Taxiway. Alicia Harrison. France, 2013, 60 minutes.
Les chauffeurs de taxi newyorkais sont-ils tous issus de l’immigration ? Beaucoup sans doute. Toujours est-il que ceux qu’Alicia Harrison a filmés le sont. Un film entièrement tourné dans des taxis. Nous sommes à côté du conducteur que nous voyons donc de profil. Parfois il y a un passager à l’arrière. Mais le plus souvent ils n’interviennent pas. Nous voyons défiler les rues, les trottoirs, les façades des immeubles, les vitrines des boutiques derrière le chauffeur. La caméra peut aussi cadrer la rue devant le véhicule, des rues et des avenues où il y a souvent beaucoup de circulation, beaucoup de taxis d’ailleurs. Ces plans sont suffisamment larges pour nous faire littéralement visiter la ville. La voir comme ces travailleurs de la rue la voient tous les jours, dans tous les quartiers, dans les avenues commerçantes où il y a beaucoup de piétons sur les trottoirs. Dans d’autres rues, il y a presque personne. Les buildings sont moins hauts. Il y a même des arbres en bordure des voies de circulation.

Le film nous propose une série de portraits de ces chauffeurs, tous immigrés, venant d’Inde (la seule femme), du Ghana, de Colombie, du Maroc, du brésil ou d’Ouzbékistan. Tous sont contents de leur travail, « a good job », tous parlent anglais, tous connaissent parfaitement la ville, tous ont le sens de l’entraide. Leur taxi, c’est un peu leur maison. S’ils, parlent de leur métier, ils parlent aussi d’eux, de leur enfance, malheureuse, dans un lointain pays, dans des familles nombreuses. Ils évoquent plutôt rapidement les difficultés rencontrées à leur arrivée. Ils ne s’appesantissent pas sur ce côté négatif. Maintenant on les sent intégrés, sans doute grâce à leur travail. Venir aux Etats Unis les a rendus plus forts, capables d’affronter les difficultés seuls, de se battre seuls sans compter sur personne. Ce qui ne supprime pas le problème du racisme. L’un d’eux raconte comment, alors qu’il écoutait à la radio une émission très critique vis-à-vis de Bush, le passager à côté de lui finir par lui dire « tu n’es même pas américain ». A quoi il répondit « je suis plus américain que toi. Moi j’ai choisi de le devenir. Toi tu es né ici ». Il y a beaucoup de bon sens dans leurs récits, beaucoup de réflexion philosophique aussi. « La circulation c’est comme la vie, il faut traverser les épreuves avant d’arriver au paradis. » la cinéaste intervient peu. Elle pose quand même parfois quelques questions. Mais on sent qu’elle a créé une relation d’intimité avec ses interlocuteurs. L’un d’eux l’appelle par son prénom. Un autre s’étonne qu’elle dise avoir 18 ans au moment des attentats de 2001. « Tu es si jeunes ».

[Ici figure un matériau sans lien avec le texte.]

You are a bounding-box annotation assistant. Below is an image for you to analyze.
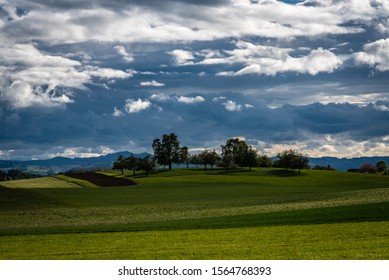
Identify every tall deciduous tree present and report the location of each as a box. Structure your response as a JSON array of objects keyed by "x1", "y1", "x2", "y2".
[
  {"x1": 375, "y1": 160, "x2": 388, "y2": 174},
  {"x1": 277, "y1": 149, "x2": 309, "y2": 172},
  {"x1": 221, "y1": 138, "x2": 248, "y2": 170},
  {"x1": 152, "y1": 133, "x2": 180, "y2": 169},
  {"x1": 112, "y1": 155, "x2": 127, "y2": 174}
]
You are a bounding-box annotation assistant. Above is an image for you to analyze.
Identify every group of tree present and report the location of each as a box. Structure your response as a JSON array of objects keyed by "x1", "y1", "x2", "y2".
[
  {"x1": 112, "y1": 155, "x2": 156, "y2": 176},
  {"x1": 113, "y1": 133, "x2": 309, "y2": 174},
  {"x1": 355, "y1": 160, "x2": 389, "y2": 175},
  {"x1": 0, "y1": 169, "x2": 34, "y2": 181},
  {"x1": 152, "y1": 133, "x2": 308, "y2": 171},
  {"x1": 275, "y1": 149, "x2": 309, "y2": 173}
]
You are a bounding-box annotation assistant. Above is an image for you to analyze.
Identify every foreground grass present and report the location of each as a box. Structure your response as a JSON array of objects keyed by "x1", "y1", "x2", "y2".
[
  {"x1": 0, "y1": 169, "x2": 389, "y2": 259},
  {"x1": 0, "y1": 222, "x2": 389, "y2": 260}
]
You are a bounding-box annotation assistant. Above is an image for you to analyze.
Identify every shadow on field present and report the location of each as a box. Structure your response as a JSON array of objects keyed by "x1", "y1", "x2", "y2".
[{"x1": 66, "y1": 172, "x2": 136, "y2": 187}]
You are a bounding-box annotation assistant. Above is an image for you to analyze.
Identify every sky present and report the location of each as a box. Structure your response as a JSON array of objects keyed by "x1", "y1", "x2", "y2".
[{"x1": 0, "y1": 0, "x2": 389, "y2": 160}]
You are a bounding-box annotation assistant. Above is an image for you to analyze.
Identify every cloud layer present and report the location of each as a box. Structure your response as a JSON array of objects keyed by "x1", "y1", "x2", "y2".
[{"x1": 0, "y1": 0, "x2": 389, "y2": 158}]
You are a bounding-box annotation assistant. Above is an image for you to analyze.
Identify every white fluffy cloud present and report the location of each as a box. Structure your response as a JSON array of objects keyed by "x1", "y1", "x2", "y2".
[
  {"x1": 114, "y1": 46, "x2": 134, "y2": 63},
  {"x1": 212, "y1": 41, "x2": 343, "y2": 76},
  {"x1": 0, "y1": 0, "x2": 389, "y2": 45},
  {"x1": 0, "y1": 44, "x2": 132, "y2": 108},
  {"x1": 223, "y1": 100, "x2": 242, "y2": 112},
  {"x1": 124, "y1": 98, "x2": 151, "y2": 114},
  {"x1": 355, "y1": 39, "x2": 389, "y2": 71},
  {"x1": 168, "y1": 50, "x2": 195, "y2": 65},
  {"x1": 177, "y1": 96, "x2": 205, "y2": 104},
  {"x1": 139, "y1": 80, "x2": 165, "y2": 87}
]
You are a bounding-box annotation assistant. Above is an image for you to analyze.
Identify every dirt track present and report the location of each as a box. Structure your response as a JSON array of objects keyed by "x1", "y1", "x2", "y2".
[{"x1": 66, "y1": 172, "x2": 136, "y2": 187}]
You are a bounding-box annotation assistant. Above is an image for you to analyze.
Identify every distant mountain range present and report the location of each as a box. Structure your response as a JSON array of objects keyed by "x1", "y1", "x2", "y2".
[
  {"x1": 0, "y1": 151, "x2": 148, "y2": 175},
  {"x1": 0, "y1": 151, "x2": 389, "y2": 175}
]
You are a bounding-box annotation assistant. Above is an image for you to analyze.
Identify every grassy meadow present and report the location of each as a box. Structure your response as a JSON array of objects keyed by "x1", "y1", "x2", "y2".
[{"x1": 0, "y1": 169, "x2": 389, "y2": 259}]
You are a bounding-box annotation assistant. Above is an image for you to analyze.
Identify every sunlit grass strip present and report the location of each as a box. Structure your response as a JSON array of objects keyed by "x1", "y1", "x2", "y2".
[{"x1": 0, "y1": 222, "x2": 389, "y2": 259}]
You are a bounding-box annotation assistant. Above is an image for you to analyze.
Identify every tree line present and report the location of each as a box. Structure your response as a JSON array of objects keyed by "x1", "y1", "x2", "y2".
[
  {"x1": 112, "y1": 133, "x2": 309, "y2": 175},
  {"x1": 0, "y1": 169, "x2": 36, "y2": 181}
]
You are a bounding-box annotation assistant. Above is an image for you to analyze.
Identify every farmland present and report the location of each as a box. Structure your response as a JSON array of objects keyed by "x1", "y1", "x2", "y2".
[{"x1": 0, "y1": 169, "x2": 389, "y2": 259}]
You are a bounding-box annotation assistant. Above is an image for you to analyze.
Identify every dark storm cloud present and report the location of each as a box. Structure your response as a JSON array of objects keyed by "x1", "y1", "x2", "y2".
[{"x1": 0, "y1": 0, "x2": 389, "y2": 158}]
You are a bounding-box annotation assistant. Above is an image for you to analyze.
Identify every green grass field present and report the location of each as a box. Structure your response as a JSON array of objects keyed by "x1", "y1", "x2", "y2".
[{"x1": 0, "y1": 169, "x2": 389, "y2": 259}]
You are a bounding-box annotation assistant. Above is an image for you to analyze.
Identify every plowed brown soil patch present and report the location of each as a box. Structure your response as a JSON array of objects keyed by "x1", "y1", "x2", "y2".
[{"x1": 66, "y1": 172, "x2": 136, "y2": 187}]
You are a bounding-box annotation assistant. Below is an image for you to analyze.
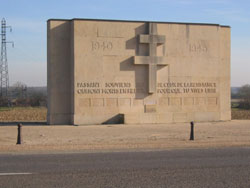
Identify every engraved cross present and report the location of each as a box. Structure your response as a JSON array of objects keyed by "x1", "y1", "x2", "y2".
[{"x1": 134, "y1": 23, "x2": 167, "y2": 93}]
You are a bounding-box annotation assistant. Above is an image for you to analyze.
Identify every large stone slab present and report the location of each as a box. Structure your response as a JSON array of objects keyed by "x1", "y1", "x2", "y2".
[{"x1": 48, "y1": 19, "x2": 231, "y2": 125}]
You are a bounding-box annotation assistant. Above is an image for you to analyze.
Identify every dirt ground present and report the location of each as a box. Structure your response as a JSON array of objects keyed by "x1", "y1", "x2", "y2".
[
  {"x1": 0, "y1": 120, "x2": 250, "y2": 153},
  {"x1": 0, "y1": 107, "x2": 47, "y2": 122}
]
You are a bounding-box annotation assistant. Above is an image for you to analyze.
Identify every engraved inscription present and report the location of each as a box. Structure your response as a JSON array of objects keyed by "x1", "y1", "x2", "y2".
[
  {"x1": 76, "y1": 82, "x2": 217, "y2": 95},
  {"x1": 189, "y1": 43, "x2": 208, "y2": 53},
  {"x1": 92, "y1": 41, "x2": 113, "y2": 51}
]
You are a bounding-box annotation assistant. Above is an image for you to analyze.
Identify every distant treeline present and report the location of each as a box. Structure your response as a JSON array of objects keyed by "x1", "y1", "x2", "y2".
[{"x1": 0, "y1": 82, "x2": 47, "y2": 107}]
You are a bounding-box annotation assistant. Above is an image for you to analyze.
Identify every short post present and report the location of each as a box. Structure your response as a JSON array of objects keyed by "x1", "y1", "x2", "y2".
[
  {"x1": 190, "y1": 121, "x2": 194, "y2": 140},
  {"x1": 16, "y1": 123, "x2": 22, "y2": 144}
]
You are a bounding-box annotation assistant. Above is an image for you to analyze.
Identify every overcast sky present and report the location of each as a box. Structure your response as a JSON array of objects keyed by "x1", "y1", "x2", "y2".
[{"x1": 0, "y1": 0, "x2": 250, "y2": 86}]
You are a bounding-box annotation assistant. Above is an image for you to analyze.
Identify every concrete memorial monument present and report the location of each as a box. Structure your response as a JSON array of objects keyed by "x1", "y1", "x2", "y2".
[{"x1": 48, "y1": 19, "x2": 231, "y2": 125}]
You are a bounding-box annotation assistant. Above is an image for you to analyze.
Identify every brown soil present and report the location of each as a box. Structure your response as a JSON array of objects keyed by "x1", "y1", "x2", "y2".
[{"x1": 0, "y1": 107, "x2": 47, "y2": 122}]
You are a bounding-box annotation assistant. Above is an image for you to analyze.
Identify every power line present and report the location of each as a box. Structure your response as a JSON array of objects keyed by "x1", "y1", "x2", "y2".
[{"x1": 0, "y1": 18, "x2": 14, "y2": 98}]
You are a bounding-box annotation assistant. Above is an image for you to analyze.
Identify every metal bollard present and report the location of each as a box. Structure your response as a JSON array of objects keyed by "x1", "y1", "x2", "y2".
[
  {"x1": 16, "y1": 123, "x2": 22, "y2": 144},
  {"x1": 190, "y1": 121, "x2": 194, "y2": 140}
]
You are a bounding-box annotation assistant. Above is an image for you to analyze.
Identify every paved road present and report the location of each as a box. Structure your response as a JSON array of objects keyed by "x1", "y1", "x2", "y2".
[{"x1": 0, "y1": 148, "x2": 250, "y2": 188}]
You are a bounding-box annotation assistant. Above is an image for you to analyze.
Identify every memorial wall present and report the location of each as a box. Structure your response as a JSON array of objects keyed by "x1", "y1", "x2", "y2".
[{"x1": 48, "y1": 19, "x2": 231, "y2": 125}]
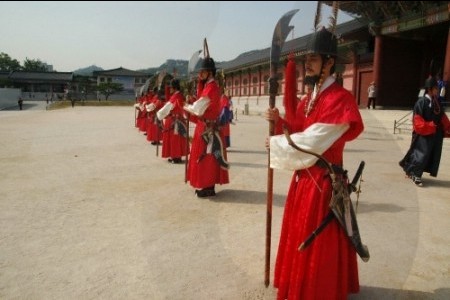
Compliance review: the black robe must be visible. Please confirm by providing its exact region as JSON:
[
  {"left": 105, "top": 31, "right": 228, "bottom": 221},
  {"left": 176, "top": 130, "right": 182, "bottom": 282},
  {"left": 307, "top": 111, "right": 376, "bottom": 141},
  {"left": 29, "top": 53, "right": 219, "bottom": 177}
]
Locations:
[{"left": 399, "top": 96, "right": 445, "bottom": 177}]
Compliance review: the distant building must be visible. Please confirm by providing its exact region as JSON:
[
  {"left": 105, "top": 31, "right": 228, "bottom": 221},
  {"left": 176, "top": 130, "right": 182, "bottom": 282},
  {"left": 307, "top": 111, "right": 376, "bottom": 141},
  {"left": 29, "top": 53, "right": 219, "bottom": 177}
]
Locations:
[
  {"left": 8, "top": 71, "right": 73, "bottom": 93},
  {"left": 93, "top": 67, "right": 149, "bottom": 95}
]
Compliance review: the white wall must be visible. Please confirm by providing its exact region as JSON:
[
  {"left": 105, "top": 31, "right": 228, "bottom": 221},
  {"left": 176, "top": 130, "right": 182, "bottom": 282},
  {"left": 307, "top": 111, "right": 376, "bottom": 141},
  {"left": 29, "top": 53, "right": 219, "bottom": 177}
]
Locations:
[{"left": 0, "top": 88, "right": 22, "bottom": 110}]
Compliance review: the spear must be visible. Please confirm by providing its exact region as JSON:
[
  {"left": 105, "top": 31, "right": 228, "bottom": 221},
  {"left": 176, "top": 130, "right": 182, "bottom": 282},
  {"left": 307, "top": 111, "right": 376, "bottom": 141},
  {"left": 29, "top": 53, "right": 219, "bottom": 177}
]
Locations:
[
  {"left": 264, "top": 9, "right": 299, "bottom": 287},
  {"left": 184, "top": 50, "right": 202, "bottom": 183}
]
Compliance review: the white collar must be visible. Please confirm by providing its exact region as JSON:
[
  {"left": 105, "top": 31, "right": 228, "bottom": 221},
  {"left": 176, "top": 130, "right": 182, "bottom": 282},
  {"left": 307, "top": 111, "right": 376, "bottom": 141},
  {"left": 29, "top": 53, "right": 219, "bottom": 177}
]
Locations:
[{"left": 312, "top": 76, "right": 336, "bottom": 99}]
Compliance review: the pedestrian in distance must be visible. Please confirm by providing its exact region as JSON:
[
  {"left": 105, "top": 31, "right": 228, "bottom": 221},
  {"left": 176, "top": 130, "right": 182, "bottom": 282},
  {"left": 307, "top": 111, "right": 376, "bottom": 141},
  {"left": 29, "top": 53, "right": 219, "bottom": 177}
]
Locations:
[
  {"left": 184, "top": 39, "right": 229, "bottom": 198},
  {"left": 265, "top": 24, "right": 368, "bottom": 300},
  {"left": 399, "top": 76, "right": 450, "bottom": 186}
]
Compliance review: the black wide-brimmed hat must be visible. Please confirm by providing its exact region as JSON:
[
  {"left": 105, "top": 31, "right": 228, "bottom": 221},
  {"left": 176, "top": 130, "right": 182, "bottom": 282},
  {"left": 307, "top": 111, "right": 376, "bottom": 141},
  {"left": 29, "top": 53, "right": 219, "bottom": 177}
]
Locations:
[
  {"left": 425, "top": 76, "right": 438, "bottom": 89},
  {"left": 303, "top": 27, "right": 351, "bottom": 64},
  {"left": 199, "top": 57, "right": 216, "bottom": 72}
]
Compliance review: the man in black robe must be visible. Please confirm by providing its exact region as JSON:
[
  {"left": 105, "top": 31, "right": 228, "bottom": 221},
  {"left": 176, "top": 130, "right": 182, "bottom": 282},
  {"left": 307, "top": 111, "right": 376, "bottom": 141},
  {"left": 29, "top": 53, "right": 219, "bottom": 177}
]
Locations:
[{"left": 399, "top": 76, "right": 450, "bottom": 186}]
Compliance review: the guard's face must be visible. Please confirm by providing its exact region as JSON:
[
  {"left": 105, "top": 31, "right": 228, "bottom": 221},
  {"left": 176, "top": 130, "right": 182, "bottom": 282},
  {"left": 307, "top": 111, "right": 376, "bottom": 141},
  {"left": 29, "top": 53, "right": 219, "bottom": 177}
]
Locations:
[{"left": 305, "top": 53, "right": 322, "bottom": 77}]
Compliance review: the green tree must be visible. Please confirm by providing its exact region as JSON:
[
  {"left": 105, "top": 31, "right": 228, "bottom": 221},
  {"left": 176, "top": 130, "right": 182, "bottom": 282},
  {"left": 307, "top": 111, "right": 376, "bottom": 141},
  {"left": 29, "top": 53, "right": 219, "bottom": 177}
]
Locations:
[
  {"left": 73, "top": 75, "right": 97, "bottom": 100},
  {"left": 23, "top": 57, "right": 47, "bottom": 72},
  {"left": 97, "top": 82, "right": 123, "bottom": 100},
  {"left": 0, "top": 52, "right": 22, "bottom": 72}
]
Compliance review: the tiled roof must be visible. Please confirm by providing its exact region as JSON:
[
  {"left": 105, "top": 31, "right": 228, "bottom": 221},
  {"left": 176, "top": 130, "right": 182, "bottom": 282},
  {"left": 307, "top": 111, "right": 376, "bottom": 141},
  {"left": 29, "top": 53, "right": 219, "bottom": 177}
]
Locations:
[
  {"left": 93, "top": 67, "right": 147, "bottom": 77},
  {"left": 9, "top": 71, "right": 73, "bottom": 81},
  {"left": 217, "top": 19, "right": 368, "bottom": 71},
  {"left": 0, "top": 71, "right": 10, "bottom": 79}
]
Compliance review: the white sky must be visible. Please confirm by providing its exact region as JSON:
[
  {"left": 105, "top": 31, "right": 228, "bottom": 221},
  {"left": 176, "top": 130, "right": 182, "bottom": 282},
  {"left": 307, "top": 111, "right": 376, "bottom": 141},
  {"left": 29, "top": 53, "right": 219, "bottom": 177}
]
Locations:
[{"left": 0, "top": 1, "right": 351, "bottom": 72}]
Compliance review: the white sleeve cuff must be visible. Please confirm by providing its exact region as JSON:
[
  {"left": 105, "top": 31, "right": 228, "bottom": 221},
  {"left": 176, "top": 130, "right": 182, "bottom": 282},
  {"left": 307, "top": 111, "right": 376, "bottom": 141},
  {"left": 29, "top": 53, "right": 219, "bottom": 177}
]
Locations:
[
  {"left": 270, "top": 123, "right": 350, "bottom": 170},
  {"left": 156, "top": 102, "right": 173, "bottom": 121}
]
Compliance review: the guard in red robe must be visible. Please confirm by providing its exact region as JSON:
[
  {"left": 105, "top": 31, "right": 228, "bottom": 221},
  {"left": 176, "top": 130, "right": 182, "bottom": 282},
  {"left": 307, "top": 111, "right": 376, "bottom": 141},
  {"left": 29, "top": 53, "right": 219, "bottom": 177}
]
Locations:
[
  {"left": 156, "top": 79, "right": 188, "bottom": 164},
  {"left": 184, "top": 49, "right": 229, "bottom": 198},
  {"left": 219, "top": 94, "right": 232, "bottom": 148},
  {"left": 266, "top": 28, "right": 364, "bottom": 300}
]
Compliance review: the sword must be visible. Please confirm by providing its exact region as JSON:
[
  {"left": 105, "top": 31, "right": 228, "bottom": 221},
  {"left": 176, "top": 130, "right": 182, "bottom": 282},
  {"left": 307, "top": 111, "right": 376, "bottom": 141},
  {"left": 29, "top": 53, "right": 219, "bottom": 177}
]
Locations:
[
  {"left": 298, "top": 161, "right": 365, "bottom": 251},
  {"left": 184, "top": 50, "right": 202, "bottom": 183},
  {"left": 283, "top": 127, "right": 370, "bottom": 262},
  {"left": 264, "top": 9, "right": 299, "bottom": 287}
]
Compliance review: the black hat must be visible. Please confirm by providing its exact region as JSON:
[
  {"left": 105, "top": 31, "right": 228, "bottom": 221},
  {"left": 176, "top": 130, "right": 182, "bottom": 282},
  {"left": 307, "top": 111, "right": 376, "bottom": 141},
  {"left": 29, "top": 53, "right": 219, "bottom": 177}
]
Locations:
[
  {"left": 305, "top": 27, "right": 337, "bottom": 56},
  {"left": 303, "top": 27, "right": 352, "bottom": 64},
  {"left": 425, "top": 76, "right": 438, "bottom": 89},
  {"left": 169, "top": 78, "right": 180, "bottom": 91},
  {"left": 199, "top": 57, "right": 216, "bottom": 72}
]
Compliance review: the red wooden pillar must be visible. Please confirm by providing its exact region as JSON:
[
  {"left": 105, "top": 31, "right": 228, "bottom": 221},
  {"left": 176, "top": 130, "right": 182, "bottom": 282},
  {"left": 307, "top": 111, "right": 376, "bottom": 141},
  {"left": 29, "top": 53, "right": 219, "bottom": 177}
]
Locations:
[
  {"left": 442, "top": 27, "right": 450, "bottom": 83},
  {"left": 373, "top": 35, "right": 386, "bottom": 105}
]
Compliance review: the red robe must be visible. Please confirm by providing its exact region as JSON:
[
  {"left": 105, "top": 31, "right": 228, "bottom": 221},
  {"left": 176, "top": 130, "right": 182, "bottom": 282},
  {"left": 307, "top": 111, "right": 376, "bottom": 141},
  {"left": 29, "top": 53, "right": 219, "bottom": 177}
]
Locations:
[
  {"left": 147, "top": 94, "right": 163, "bottom": 142},
  {"left": 220, "top": 95, "right": 231, "bottom": 148},
  {"left": 161, "top": 92, "right": 188, "bottom": 158},
  {"left": 136, "top": 95, "right": 147, "bottom": 131},
  {"left": 274, "top": 83, "right": 364, "bottom": 300},
  {"left": 187, "top": 80, "right": 229, "bottom": 189}
]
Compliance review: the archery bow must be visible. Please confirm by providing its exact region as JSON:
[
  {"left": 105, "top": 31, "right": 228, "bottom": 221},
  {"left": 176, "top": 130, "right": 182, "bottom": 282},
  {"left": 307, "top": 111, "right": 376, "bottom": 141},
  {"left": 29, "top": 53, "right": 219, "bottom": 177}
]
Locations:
[
  {"left": 184, "top": 50, "right": 202, "bottom": 183},
  {"left": 283, "top": 127, "right": 370, "bottom": 262}
]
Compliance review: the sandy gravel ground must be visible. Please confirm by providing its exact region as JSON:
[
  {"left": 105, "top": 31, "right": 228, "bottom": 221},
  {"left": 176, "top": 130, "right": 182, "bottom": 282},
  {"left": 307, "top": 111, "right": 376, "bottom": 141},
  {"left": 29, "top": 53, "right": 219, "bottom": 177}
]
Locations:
[{"left": 0, "top": 103, "right": 450, "bottom": 299}]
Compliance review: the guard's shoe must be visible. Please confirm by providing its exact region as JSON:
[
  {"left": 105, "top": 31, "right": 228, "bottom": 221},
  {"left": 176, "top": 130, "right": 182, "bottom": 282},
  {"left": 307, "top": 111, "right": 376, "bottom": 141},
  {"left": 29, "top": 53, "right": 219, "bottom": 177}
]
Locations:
[
  {"left": 171, "top": 157, "right": 183, "bottom": 164},
  {"left": 411, "top": 175, "right": 423, "bottom": 186},
  {"left": 195, "top": 188, "right": 216, "bottom": 198}
]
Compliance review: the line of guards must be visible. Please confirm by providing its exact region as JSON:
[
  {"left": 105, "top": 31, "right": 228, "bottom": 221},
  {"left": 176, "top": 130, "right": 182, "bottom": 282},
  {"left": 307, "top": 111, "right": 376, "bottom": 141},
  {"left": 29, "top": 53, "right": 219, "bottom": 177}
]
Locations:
[{"left": 134, "top": 58, "right": 233, "bottom": 198}]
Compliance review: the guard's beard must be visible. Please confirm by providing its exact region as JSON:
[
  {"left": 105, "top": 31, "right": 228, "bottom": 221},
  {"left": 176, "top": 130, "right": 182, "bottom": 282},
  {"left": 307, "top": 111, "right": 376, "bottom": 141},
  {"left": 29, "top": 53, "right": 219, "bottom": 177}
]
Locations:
[{"left": 303, "top": 75, "right": 320, "bottom": 86}]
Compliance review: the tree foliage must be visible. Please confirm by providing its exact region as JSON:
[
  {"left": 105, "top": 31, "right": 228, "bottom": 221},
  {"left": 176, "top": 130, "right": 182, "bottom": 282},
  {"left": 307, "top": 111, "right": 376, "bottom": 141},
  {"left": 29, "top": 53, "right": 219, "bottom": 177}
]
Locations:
[
  {"left": 97, "top": 82, "right": 123, "bottom": 100},
  {"left": 23, "top": 57, "right": 47, "bottom": 72},
  {"left": 0, "top": 52, "right": 22, "bottom": 72}
]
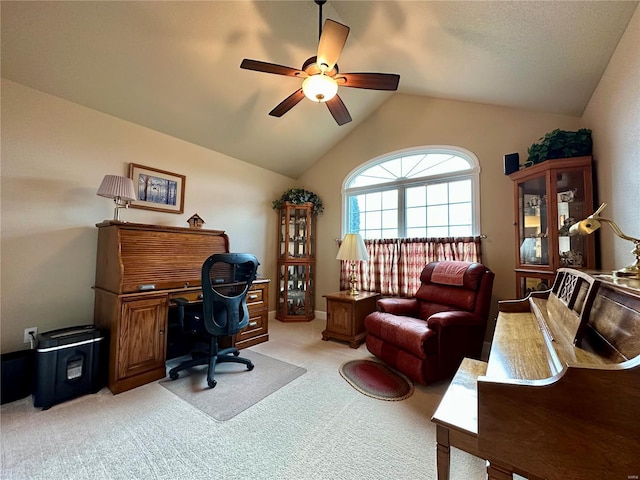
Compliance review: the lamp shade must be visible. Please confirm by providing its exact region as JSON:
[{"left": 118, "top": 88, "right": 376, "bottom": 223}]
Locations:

Tous ces personnages sont plus attachants les uns que les autres. Les anecdotes qu’ils racontent sont souvent drôles. Comme Neeru, originaire d’Inde. Il n’y avait pas de prénom sur son passeport. Alors le service des licences de taxi a noté FNU pour « First Name Unknown ». Depuis, on lui dit « comment ça va Fnu ? » Le marocain a un ami d’enfance qui lui a immigré en Italie. Au téléphone il l’appelle Taxi Driver, et il raconte cela en imitant la voix de De Niro. Un autre moment montre un chauffeur qui ne parle pas parce qu’il écoute attentivement un concerto de Mozart. Un autre chante My Way qu’il connait par cœur. De petites surprises qui font tout le sel de ces voyages en taxi.

Mine de rien, le film construit par petites touches une vision de la spécificité de New York. A un feu rouge, un groupe de photographes et de cinéastes investissent la chaussée devant le taxi arrêté. Une femme habillée de cuir noir pose devant eux, dos à la caméra de la réalisatrice qui filme la scène depuis le taxi. Quand le feu redevient vert, le groupe disparaît aussi rapidement qu’il était entré dans notre champ de vision. Certains plans ne sont pas sans rappeler Le New York New York de Depardon, comme ce travelling sur un pont ou celui montrant les lumières de la ville dans la nuit.
Taxiway est un film résolument optimiste, sans jamais tomber dans la niaiserie de l’évocation du rêve américain. Simplement, Alicia Harrison a rencontré des immigrés heureux. Et cela est particulièrement réconfortant.